The first time you set up the tool, you need to prepare and import the lease data manually. We recommend using MongoDB Compass for this process.

1. Obtain the Full Dataset

2. Prepare the CSV Files

  • Place the downloaded CSV in the data/ directory.
  • Run the following script to split the large CSV into chunks of 1,000,000 records and add postcode information to each record:
node data/prepare-csv.js

This will generate a set of processed CSV files in the data/ directory, ready for import (1 million rows per file).

During the process, the tenure key is removed (redundant) and postcode extraacted from the regisitered or associated property descriptions (whichever matches first).

All keys are shortened to abbreviations of 4 charecters or fewer (this saves a lot of storage space in the database!). The data model handles the re-mapping for the ejs rendering.

Note: No derived information (such as lease length or parsed dates) is generated or stored at the time of import. This is intentional for two reasons:

  • Calculating derived values (like lease length) for every record at import would be time-consuming and resource-intensive.
  • Most importantly, keeping the database as close to the raw, authoritative Land Registry data as possible ensures that users always see the official record. No data cleaning or transformation is performed during import, except for extracting the postcode for search purposes. This avoids the risk of presenting users with data that differs from the official source, which could be critical for users who are investigating issues with their lease.

Any derived or calculated information (such as lease length) is shown separately in the user interface, clearly distinguished from the source data. This helps ensure users do not confuse derived values with the original data provided by the Land Registry.

3. Start the Application (to create collections)

  • Run the application once to allow it to connect to your MongoDB instance and create the necessary collections:
node app.js

4. Import Data Using MongoDB Compass

  • Open MongoDB Compass and connect to your database.
  • Select the database and the leases collection (created by the app).
  • Use the "Import Data" feature to load the processed CSV files into the leases collection.

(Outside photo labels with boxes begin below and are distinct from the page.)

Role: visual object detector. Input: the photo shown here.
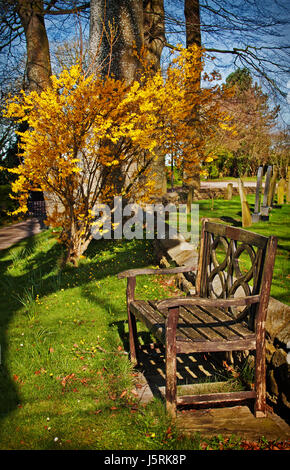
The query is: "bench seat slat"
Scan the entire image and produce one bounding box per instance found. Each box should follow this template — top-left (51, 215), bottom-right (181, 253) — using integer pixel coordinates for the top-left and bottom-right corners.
top-left (130, 300), bottom-right (255, 352)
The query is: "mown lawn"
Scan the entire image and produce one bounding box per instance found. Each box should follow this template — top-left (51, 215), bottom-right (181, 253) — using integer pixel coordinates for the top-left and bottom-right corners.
top-left (0, 196), bottom-right (289, 450)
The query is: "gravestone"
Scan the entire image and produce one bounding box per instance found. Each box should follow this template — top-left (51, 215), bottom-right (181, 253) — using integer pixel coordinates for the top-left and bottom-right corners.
top-left (277, 178), bottom-right (286, 205)
top-left (226, 183), bottom-right (233, 200)
top-left (261, 165), bottom-right (272, 220)
top-left (286, 167), bottom-right (290, 203)
top-left (238, 178), bottom-right (252, 227)
top-left (268, 166), bottom-right (278, 207)
top-left (252, 166), bottom-right (263, 223)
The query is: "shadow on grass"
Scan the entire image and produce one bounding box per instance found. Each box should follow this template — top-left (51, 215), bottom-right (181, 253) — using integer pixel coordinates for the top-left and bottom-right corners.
top-left (0, 230), bottom-right (153, 428)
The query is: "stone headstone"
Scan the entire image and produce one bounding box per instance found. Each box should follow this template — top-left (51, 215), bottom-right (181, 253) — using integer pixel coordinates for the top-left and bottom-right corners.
top-left (286, 167), bottom-right (290, 203)
top-left (261, 165), bottom-right (272, 220)
top-left (252, 166), bottom-right (263, 223)
top-left (238, 178), bottom-right (252, 227)
top-left (226, 183), bottom-right (233, 200)
top-left (268, 166), bottom-right (278, 207)
top-left (277, 178), bottom-right (286, 205)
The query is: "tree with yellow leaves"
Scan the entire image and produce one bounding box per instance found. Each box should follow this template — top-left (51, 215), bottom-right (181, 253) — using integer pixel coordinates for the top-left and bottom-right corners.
top-left (6, 46), bottom-right (231, 263)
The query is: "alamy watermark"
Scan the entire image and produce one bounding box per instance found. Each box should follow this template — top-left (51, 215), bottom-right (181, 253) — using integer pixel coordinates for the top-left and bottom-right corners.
top-left (92, 196), bottom-right (199, 246)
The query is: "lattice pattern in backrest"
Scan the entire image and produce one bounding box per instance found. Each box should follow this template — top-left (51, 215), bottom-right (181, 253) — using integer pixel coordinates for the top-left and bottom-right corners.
top-left (200, 222), bottom-right (268, 324)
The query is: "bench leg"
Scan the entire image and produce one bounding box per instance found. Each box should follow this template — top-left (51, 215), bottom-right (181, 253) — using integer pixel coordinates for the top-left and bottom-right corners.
top-left (127, 277), bottom-right (138, 365)
top-left (255, 338), bottom-right (266, 418)
top-left (165, 308), bottom-right (179, 418)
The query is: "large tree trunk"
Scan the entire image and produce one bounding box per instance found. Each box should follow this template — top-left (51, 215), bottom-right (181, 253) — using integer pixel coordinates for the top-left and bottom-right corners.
top-left (143, 0), bottom-right (167, 196)
top-left (183, 0), bottom-right (201, 195)
top-left (184, 0), bottom-right (201, 47)
top-left (17, 0), bottom-right (51, 91)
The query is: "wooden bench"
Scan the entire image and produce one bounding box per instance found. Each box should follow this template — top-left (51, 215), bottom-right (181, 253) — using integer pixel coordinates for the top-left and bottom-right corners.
top-left (118, 219), bottom-right (277, 417)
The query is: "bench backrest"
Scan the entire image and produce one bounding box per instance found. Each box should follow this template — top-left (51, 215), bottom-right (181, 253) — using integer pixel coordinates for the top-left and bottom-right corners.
top-left (196, 219), bottom-right (274, 323)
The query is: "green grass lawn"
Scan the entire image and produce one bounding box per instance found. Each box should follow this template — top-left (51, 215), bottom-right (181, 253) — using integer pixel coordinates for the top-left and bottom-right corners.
top-left (198, 194), bottom-right (290, 304)
top-left (0, 199), bottom-right (289, 450)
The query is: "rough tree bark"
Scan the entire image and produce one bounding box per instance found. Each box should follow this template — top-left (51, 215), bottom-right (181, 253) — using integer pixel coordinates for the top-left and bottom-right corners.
top-left (183, 0), bottom-right (201, 196)
top-left (143, 0), bottom-right (167, 196)
top-left (17, 0), bottom-right (51, 91)
top-left (89, 0), bottom-right (143, 83)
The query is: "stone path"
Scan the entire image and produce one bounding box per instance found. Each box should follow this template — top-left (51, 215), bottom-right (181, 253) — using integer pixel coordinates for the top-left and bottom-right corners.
top-left (0, 219), bottom-right (42, 250)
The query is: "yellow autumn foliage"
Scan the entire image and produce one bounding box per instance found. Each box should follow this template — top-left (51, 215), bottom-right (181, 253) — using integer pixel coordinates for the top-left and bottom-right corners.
top-left (5, 47), bottom-right (231, 264)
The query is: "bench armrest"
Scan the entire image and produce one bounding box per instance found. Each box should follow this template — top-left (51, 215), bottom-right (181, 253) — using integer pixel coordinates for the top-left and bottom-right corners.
top-left (155, 295), bottom-right (260, 309)
top-left (117, 266), bottom-right (197, 279)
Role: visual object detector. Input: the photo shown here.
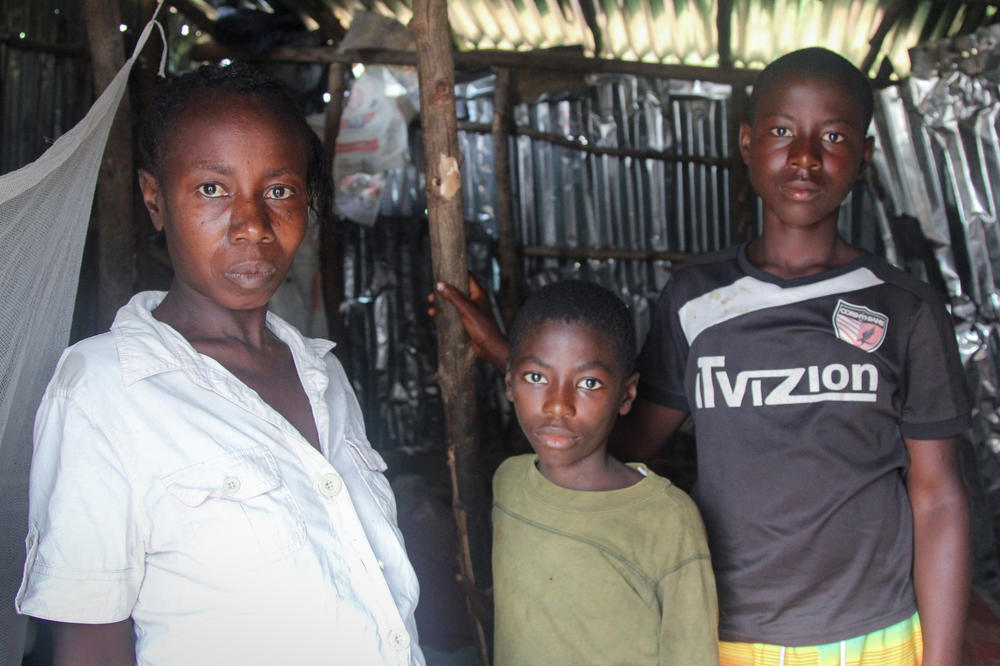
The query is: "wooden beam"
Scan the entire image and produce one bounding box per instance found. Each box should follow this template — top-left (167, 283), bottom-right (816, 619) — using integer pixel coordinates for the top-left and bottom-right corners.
top-left (82, 0), bottom-right (135, 330)
top-left (859, 0), bottom-right (910, 76)
top-left (167, 0), bottom-right (219, 35)
top-left (295, 0), bottom-right (347, 42)
top-left (458, 121), bottom-right (737, 169)
top-left (191, 44), bottom-right (759, 85)
top-left (490, 68), bottom-right (521, 331)
top-left (410, 0), bottom-right (490, 666)
top-left (0, 37), bottom-right (90, 58)
top-left (319, 62), bottom-right (349, 356)
top-left (517, 245), bottom-right (694, 264)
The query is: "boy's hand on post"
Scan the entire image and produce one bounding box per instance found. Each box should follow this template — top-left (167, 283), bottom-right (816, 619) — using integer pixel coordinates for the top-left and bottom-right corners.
top-left (427, 274), bottom-right (509, 372)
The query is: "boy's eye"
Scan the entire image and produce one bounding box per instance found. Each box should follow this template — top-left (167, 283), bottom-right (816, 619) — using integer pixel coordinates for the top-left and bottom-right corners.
top-left (523, 372), bottom-right (546, 384)
top-left (264, 185), bottom-right (295, 199)
top-left (198, 183), bottom-right (226, 199)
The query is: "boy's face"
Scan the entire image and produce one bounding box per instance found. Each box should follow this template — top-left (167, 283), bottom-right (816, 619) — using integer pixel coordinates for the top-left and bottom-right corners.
top-left (740, 75), bottom-right (873, 229)
top-left (505, 320), bottom-right (638, 473)
top-left (139, 97), bottom-right (308, 310)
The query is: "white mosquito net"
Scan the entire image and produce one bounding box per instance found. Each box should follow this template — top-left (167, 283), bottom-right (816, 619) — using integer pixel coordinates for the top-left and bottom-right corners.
top-left (0, 6), bottom-right (163, 666)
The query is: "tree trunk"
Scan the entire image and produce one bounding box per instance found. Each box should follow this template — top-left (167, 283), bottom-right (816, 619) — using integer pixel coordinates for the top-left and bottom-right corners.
top-left (83, 0), bottom-right (135, 330)
top-left (319, 62), bottom-right (348, 358)
top-left (410, 0), bottom-right (489, 664)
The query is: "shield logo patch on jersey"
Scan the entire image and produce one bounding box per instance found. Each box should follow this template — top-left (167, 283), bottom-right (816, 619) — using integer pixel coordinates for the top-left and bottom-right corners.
top-left (833, 300), bottom-right (889, 352)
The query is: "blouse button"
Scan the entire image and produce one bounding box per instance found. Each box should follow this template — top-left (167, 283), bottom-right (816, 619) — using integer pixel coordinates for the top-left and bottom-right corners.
top-left (319, 473), bottom-right (344, 497)
top-left (389, 630), bottom-right (410, 650)
top-left (222, 476), bottom-right (242, 495)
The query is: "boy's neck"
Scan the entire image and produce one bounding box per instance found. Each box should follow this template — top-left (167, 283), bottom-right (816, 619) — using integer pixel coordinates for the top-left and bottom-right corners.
top-left (537, 451), bottom-right (645, 491)
top-left (747, 226), bottom-right (861, 280)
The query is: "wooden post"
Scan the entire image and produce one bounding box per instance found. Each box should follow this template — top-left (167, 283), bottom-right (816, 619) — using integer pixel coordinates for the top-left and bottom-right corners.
top-left (319, 62), bottom-right (348, 352)
top-left (492, 67), bottom-right (521, 331)
top-left (83, 0), bottom-right (135, 330)
top-left (410, 0), bottom-right (489, 665)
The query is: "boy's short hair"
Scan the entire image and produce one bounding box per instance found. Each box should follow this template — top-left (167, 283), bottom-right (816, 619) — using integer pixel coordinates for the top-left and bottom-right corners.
top-left (748, 46), bottom-right (874, 130)
top-left (138, 62), bottom-right (333, 222)
top-left (509, 280), bottom-right (636, 377)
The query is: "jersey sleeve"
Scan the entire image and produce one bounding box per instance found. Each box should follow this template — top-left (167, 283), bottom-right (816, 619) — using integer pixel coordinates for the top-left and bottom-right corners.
top-left (637, 280), bottom-right (691, 412)
top-left (15, 395), bottom-right (145, 624)
top-left (900, 300), bottom-right (971, 439)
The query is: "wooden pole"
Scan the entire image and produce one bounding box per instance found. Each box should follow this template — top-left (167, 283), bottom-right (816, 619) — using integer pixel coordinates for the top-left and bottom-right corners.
top-left (83, 0), bottom-right (135, 330)
top-left (319, 62), bottom-right (348, 352)
top-left (492, 67), bottom-right (521, 331)
top-left (410, 0), bottom-right (489, 666)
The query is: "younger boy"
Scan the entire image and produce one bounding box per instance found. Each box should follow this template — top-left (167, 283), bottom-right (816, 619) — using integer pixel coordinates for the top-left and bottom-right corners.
top-left (493, 282), bottom-right (718, 666)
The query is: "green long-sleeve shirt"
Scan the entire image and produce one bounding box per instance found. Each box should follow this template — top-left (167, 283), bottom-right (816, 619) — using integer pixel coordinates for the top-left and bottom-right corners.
top-left (493, 455), bottom-right (718, 666)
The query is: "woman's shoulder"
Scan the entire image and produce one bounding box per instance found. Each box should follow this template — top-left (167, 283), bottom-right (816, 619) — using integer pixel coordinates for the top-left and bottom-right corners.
top-left (49, 333), bottom-right (121, 392)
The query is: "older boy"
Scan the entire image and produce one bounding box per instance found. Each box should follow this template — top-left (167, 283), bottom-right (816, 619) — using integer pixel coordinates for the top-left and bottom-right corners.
top-left (493, 282), bottom-right (718, 666)
top-left (439, 49), bottom-right (969, 666)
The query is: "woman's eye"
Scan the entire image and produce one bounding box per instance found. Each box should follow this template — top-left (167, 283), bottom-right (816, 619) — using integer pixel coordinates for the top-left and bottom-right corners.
top-left (264, 185), bottom-right (294, 199)
top-left (524, 372), bottom-right (545, 384)
top-left (198, 183), bottom-right (226, 199)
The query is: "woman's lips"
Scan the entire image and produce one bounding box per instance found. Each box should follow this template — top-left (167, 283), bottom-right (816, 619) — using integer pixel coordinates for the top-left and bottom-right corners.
top-left (226, 261), bottom-right (278, 287)
top-left (779, 181), bottom-right (821, 201)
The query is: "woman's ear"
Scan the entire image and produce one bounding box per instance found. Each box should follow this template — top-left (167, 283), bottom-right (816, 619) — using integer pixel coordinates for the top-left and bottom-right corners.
top-left (139, 169), bottom-right (163, 231)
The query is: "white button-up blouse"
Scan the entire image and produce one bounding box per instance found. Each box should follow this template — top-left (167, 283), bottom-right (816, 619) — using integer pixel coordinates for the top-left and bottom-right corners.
top-left (16, 292), bottom-right (423, 666)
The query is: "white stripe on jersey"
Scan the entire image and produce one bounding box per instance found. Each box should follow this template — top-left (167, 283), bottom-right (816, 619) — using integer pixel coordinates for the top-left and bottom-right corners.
top-left (677, 268), bottom-right (884, 346)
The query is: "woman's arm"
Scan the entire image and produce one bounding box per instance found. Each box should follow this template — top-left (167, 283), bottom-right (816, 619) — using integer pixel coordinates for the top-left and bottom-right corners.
top-left (428, 275), bottom-right (510, 372)
top-left (51, 618), bottom-right (135, 666)
top-left (906, 437), bottom-right (971, 666)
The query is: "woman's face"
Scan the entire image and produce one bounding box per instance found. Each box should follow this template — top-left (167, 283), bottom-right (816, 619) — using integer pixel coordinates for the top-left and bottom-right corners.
top-left (139, 95), bottom-right (308, 310)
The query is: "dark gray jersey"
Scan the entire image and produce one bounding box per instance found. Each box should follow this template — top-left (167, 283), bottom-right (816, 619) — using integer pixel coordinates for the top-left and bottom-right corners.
top-left (639, 246), bottom-right (969, 646)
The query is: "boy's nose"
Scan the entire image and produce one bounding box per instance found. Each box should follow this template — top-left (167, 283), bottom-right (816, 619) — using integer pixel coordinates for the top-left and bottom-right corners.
top-left (788, 136), bottom-right (822, 169)
top-left (229, 197), bottom-right (274, 243)
top-left (543, 386), bottom-right (576, 418)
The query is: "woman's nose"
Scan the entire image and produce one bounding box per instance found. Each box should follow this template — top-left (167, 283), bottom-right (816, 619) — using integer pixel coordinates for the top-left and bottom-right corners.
top-left (229, 196), bottom-right (274, 243)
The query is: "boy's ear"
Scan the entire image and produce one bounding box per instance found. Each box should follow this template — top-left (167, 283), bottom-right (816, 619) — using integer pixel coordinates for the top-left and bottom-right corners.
top-left (139, 169), bottom-right (163, 231)
top-left (739, 121), bottom-right (753, 164)
top-left (858, 136), bottom-right (875, 178)
top-left (618, 372), bottom-right (639, 416)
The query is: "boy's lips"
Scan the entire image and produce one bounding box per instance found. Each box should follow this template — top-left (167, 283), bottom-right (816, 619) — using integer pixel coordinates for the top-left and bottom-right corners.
top-left (535, 426), bottom-right (576, 449)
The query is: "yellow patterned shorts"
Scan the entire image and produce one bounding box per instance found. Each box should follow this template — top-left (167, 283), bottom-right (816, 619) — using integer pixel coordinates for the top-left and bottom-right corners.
top-left (719, 613), bottom-right (924, 666)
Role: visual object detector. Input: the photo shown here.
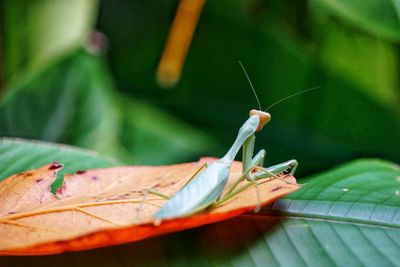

5. Set Up Search Indexes in MongoDB Atlas

The application requires three search indexes for optimal performance:

  • default
  • addr_autocomplete
  • postcode_autocomplete

These must be set up manually in MongoDB Atlas:

  1. Log in to your MongoDB Atlas account and navigate to your cluster.
  2. Go to the "Search" tab for your database.
  3. Click "Create Search Index".
  4. For each index:
    • Select the leases collection.
    • Choose "JSON Editor" mode.
    • Copy the JSON definition from the corresponding file in data/atlas-search-indexes/ (default.json, addr_autocomplete.json, or postcode_autocomplete.json).
    • Paste it into the editor and create the index.

Repeat for all three indexes: default, addr_autocomplete, and postcode_autocomplete.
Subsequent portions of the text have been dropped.